Monday morning my maternal grandfather died. When I was a child he sexually abused me. I kept the family secrets until I was in my mid- to late twenties and my younger sister, a tween at the time, tried to kill herself due to the abuse she experienced. I came out on her behalf as a corroborating witness and lost everything except my husband and children. Make no mistake, I gained nothing.
Years went by and it was only about a year ago that I finally realized that I didn’t have to be afraid anymore. I had completely forgiven both my grandmother, who I loved so much (passed away about 7 years ago) and who covered up the abuse, and my grandfather, the abuser. Yet, there was a part of me who hoped until the very last minute, that he would tell the family, so there could be healing and reuniting.
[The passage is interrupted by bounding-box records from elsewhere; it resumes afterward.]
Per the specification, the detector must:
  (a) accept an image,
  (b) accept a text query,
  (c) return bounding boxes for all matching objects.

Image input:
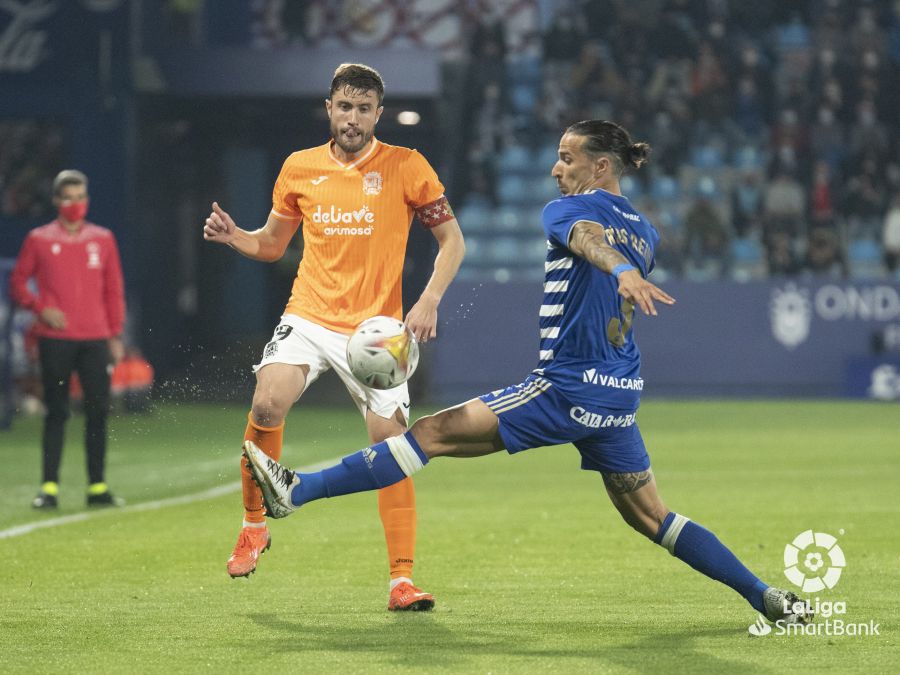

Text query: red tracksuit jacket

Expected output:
[9,220,125,340]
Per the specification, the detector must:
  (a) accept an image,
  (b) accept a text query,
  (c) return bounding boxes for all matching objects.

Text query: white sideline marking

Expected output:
[0,457,341,539]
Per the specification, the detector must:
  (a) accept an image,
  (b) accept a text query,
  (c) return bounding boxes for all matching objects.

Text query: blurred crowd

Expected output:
[460,0,900,280]
[0,119,64,218]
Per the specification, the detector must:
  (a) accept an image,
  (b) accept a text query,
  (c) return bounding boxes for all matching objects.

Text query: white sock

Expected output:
[390,577,412,590]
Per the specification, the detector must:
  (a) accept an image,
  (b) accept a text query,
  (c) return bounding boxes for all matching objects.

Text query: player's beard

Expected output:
[331,126,375,155]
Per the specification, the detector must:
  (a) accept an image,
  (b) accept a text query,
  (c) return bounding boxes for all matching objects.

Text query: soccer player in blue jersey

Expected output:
[243,120,810,622]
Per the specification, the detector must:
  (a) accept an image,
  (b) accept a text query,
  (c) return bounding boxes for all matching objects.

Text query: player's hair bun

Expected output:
[628,143,650,169]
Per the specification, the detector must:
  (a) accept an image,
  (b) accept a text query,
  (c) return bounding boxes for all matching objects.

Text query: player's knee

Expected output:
[616,501,665,540]
[250,391,288,427]
[409,415,444,459]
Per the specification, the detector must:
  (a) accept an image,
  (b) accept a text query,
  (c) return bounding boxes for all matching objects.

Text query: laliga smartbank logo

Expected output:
[784,530,847,593]
[312,204,375,236]
[748,530,881,637]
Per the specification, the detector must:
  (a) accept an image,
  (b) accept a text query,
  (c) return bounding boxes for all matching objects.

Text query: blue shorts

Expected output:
[479,375,650,473]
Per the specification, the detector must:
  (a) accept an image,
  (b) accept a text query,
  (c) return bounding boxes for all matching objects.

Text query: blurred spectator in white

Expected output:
[571,42,622,118]
[848,99,889,157]
[684,194,729,279]
[763,171,806,236]
[766,232,800,277]
[733,77,766,141]
[805,227,847,279]
[850,3,886,54]
[691,42,728,120]
[810,106,846,173]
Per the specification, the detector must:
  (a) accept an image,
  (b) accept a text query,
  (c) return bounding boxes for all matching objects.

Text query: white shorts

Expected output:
[253,314,409,424]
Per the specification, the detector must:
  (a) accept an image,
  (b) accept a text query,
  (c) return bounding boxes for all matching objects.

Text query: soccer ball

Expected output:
[347,316,419,389]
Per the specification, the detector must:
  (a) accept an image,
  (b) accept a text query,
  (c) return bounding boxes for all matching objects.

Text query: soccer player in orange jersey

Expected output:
[203,63,465,610]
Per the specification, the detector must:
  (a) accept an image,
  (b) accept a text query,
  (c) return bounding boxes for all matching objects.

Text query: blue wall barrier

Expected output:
[427,280,900,402]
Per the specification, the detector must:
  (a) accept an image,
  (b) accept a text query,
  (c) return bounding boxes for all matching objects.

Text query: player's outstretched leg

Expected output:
[603,469,812,623]
[243,431,428,518]
[227,413,284,579]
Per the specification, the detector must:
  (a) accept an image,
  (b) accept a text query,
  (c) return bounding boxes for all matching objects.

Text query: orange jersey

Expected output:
[272,138,452,333]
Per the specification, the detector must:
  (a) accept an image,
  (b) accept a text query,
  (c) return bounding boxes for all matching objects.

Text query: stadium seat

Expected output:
[691,145,724,170]
[731,145,765,171]
[456,201,492,233]
[497,145,534,174]
[491,205,540,232]
[731,237,767,282]
[651,175,681,202]
[619,174,644,202]
[497,174,532,205]
[694,175,723,201]
[487,237,522,267]
[463,235,486,267]
[506,56,543,85]
[522,233,547,262]
[509,84,538,115]
[534,143,559,168]
[526,173,559,206]
[847,237,884,279]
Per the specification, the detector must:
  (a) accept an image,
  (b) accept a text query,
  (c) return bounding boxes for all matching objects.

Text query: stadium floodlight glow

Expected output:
[397,110,422,126]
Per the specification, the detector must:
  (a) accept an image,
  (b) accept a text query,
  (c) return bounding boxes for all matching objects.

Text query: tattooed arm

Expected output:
[569,220,675,316]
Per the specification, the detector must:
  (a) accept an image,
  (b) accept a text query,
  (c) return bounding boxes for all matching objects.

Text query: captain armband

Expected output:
[610,263,637,279]
[415,195,456,229]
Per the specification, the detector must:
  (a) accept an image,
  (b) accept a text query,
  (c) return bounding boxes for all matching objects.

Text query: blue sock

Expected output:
[291,431,428,506]
[654,511,769,614]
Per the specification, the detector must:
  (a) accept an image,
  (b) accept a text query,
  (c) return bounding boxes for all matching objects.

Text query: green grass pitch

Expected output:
[0,400,900,673]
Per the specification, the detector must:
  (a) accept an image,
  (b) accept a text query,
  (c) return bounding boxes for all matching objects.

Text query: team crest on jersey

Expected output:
[85,241,100,269]
[363,171,384,195]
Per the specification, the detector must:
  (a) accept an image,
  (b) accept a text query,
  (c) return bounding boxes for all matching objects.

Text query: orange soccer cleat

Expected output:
[388,581,434,612]
[228,527,272,579]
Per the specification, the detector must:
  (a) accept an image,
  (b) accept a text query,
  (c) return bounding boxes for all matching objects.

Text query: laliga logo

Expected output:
[769,284,812,349]
[784,530,847,593]
[749,614,772,637]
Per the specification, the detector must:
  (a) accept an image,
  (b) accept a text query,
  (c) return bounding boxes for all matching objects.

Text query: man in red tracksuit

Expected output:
[9,170,125,509]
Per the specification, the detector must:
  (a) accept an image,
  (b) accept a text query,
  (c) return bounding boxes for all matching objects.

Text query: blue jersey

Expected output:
[534,189,659,410]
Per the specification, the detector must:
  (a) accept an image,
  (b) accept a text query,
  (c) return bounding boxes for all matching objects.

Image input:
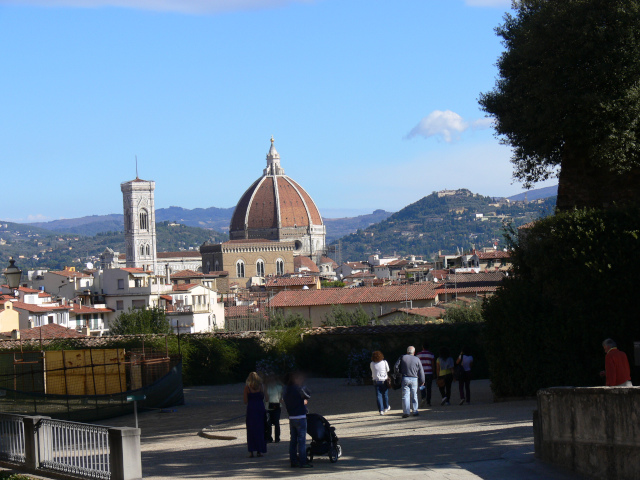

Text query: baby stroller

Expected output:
[307,413,342,463]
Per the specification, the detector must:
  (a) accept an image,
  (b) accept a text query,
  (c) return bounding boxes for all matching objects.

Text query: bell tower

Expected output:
[120,177,157,273]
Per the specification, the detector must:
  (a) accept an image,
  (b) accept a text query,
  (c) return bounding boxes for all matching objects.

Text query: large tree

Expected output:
[479,0,640,209]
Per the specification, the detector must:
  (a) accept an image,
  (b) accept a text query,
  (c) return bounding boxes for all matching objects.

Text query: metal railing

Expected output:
[0,413,26,463]
[38,419,111,479]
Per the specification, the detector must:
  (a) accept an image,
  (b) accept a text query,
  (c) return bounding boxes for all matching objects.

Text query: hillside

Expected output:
[322,210,393,243]
[29,207,233,236]
[26,207,391,242]
[507,185,558,202]
[334,189,555,261]
[0,222,228,271]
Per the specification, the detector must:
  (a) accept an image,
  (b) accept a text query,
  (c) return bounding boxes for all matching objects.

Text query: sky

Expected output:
[0,0,557,222]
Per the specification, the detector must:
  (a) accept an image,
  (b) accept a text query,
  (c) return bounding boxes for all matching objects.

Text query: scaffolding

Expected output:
[0,348,184,421]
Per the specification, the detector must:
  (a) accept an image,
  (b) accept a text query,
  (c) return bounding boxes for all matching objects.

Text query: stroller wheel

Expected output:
[329,446,340,463]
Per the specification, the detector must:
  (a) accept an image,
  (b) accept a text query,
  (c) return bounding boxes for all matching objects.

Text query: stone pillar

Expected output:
[109,427,142,480]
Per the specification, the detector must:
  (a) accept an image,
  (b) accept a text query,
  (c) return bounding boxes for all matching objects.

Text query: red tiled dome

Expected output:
[229,138,325,253]
[230,175,323,233]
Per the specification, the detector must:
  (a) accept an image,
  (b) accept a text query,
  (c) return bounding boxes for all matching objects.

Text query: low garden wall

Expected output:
[534,387,640,479]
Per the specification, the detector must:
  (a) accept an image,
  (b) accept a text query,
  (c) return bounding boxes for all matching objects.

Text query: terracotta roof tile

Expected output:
[171,269,203,278]
[70,303,115,315]
[156,250,202,260]
[173,283,200,292]
[271,283,436,307]
[13,302,71,313]
[1,323,86,340]
[49,270,91,278]
[267,277,318,288]
[475,250,511,260]
[293,255,320,273]
[398,307,445,318]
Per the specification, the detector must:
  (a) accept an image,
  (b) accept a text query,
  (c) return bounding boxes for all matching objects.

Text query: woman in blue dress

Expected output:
[244,372,267,457]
He didn’t.
This week I felt I needed some closure, but I was banned by the family from the funeral home and the funeral. Sitting in my office yesterday, I felt unsettled. Then, out of the nowhere my friend brought in a group of teens from a local youth ministry and they prayed for me. How sweet was that!
Almost instantly my prayer was answered. I stood before God and talked to my grandfather. It was then that I could see him as a victim. Many abusers have also been abused. Tears ran down my cheeks as I told him I was sorry for whatever happened to cause him to have that problem. I went on to tell him that I hated he couldn’t make it right with the family, but it was okay. Then, I prayed for God to accept him and my grandmother in heaven, if he hadn’t already. Finally, I said my farewells for now and promised to see them in heaven one day where I know everything will be so much better. I will be able to hug them. Immediately, I felt like a huge weight had been lifted from my chest. I felt so much relief that I am happy again. I can truly say . . . it is well with my soul.
I don’t share this story to brag or boast, because I’ve always been ashamed of what happened. Also, know that it took many, many years for me to get to the place where I am now. However, I know that I’m not alone. Many of you have similar situations. Rest assured there are miracles every day, I witnessed some yesterday. I know God can make everything okay, but even if he doesn’t do what you think you need, keep things well with your soul. God bless you!